Subwords are not matched and a lot of duplicate data is generated in the search_table. At least that's how it looks to me.
Why not implementing like this (just a rough idea, be gentle):
1) Find a fast algorithm that fits your needs and returns the relevancy of a text for a given (sub)word or phrase. (phonetic search, levenshtein, custom, don't know)
2) Now add two more tables (indexes not mentioned):
CREATE TABLE searchwords (
wordID BIGINT(20),
word VARCHAR(255)
);
CREATE TABLE relevancy (
wordID BIGINT(20),
textID BIGINT(20),
relevancy FLOAT(3,2)
)
The table searchwords contains all search phrases that have been processed in the past.
The table relevancy references every text (must be identified by id, otherwise tune table) with relevant searchwords.
3) When a new search is performed check the phrase agains table searchwords. If it exists:
SELECT r.textID FROM relevancy AS r, searchwords AS s WHERE s.word='$phrase' AND s.wordID=r.wordID GROUP BY r.textID ORDER BY r.relevancy DESC
and you get all relevant textIDs ordered by relevance.
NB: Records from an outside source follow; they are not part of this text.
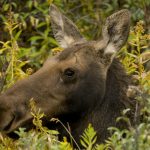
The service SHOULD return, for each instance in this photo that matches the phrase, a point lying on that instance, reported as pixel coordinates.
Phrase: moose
(85, 83)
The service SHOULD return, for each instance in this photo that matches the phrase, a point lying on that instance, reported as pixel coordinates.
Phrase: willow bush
(26, 41)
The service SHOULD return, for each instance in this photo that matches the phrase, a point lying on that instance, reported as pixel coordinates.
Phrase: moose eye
(69, 72)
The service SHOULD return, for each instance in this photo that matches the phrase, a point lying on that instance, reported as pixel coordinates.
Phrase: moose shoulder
(83, 84)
If the phrase does NOT exist apply the algorithm from 1) to every text and INSERT all relevancies into table relevancy and the phrase itself in searchwords.
4) When a new text is inserted match it against every entry in table searchwords using the algorithm from 1) and INSERT the appropriate entries in table relevancy.
5) When a given text is updated, delete all entries from table relevancy and treat it as a new text.
(end)
I'm aware that this is nothing new, even not very different from the method in the article. But I think it eliminates some of the difficulties/problems of the discussed method.
The key to success appeares to be in the algorithm. If that one is fast enough to handle a million texts (I'm talking newspaper level now) in a few seconds AND still fulfills the needs of relevancy I believe this method could actually be good...
What do you (everyone, not just vincent) think?
Greets,
Dominique
P.S.: vincent: Thanks for the hint in the register_shutdown_function() thread. I've got a working script. It'll be on zend.com this weekend.